There are downsides though. SQL databases are generally much more mature, and have more features than typical RDF databases. Things like transactions are often much more crude, or non existent. Also, the cost per unit information stored in RDF v's SQL is noticeably higher. It's hard to generalise, but it can be significant if you have a lot of data - though at least in our case it's an overall benefit financially given the flexibility and power.
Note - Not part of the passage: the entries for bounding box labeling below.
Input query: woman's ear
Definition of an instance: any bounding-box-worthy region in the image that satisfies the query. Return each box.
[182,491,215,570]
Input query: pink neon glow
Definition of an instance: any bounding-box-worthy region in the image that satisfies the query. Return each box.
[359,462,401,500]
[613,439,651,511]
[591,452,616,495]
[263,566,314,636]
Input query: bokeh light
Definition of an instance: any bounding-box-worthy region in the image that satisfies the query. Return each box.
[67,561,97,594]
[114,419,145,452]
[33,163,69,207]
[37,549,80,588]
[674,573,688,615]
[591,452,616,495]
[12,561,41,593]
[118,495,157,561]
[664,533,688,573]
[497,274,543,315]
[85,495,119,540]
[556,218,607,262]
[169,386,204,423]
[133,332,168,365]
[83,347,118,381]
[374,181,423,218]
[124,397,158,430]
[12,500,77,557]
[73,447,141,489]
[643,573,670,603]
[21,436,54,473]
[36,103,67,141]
Both commenters are correct, especially since Semantic Web is not a database, it's a bit more general than that.
But I guess you might mean triple store, rather than Semantic Web in general, as triple store v. relational database is a somewhat more meaningful comparison. I'll preface the rest of my answer by noting that I'm not an expert in relational database systems, but I have a little bit of knowledge about triple stores.
Triple (or quad) stores are basically databases for data on the semantic web, particularly RDF. That's kind of where the similarity between triples stores & relational databases end. Both store data, both have query languages, both can be used to build applications on top of; so I guess if you squint your eyes, they're pretty similar. But the type of data each stores is quite different, so the two technologies optimize for different use cases and data structures, so they're not really interchangeable.
A lot of people have done work in overlaying a triples view of the world on top of a relational database, and that can work, and also will be slower than a system dedicated for storing and retrieving triples. Part of the problems is that SPARQL, the standard query language used by triple stores, can require a lot of self joins, something relational databases are not optimized for. If you look at benchmarks, such as SP2B, you can see that Oracle, which just overlays SPARQL support on its relational system, runs in the middle or at the back of the pack when compared with systems that more natively support RDF.
Of course, the RDF systems would probably get crushed by Oracle if they were doing SQL queries over relational data. But that's kind of the point, you pick the tool that's well suited for the application you want to build.
So if you're thinking about building a semantic web application, or just trying to get some familiarity in the area, I'd recommend ultimately going with a dedicated triple store.
I won't delve into reasoning and how that plays into query answering in triple stores, as that's yet another discussion, but it's another important distinction between relational systems and triple stores that do reasoning.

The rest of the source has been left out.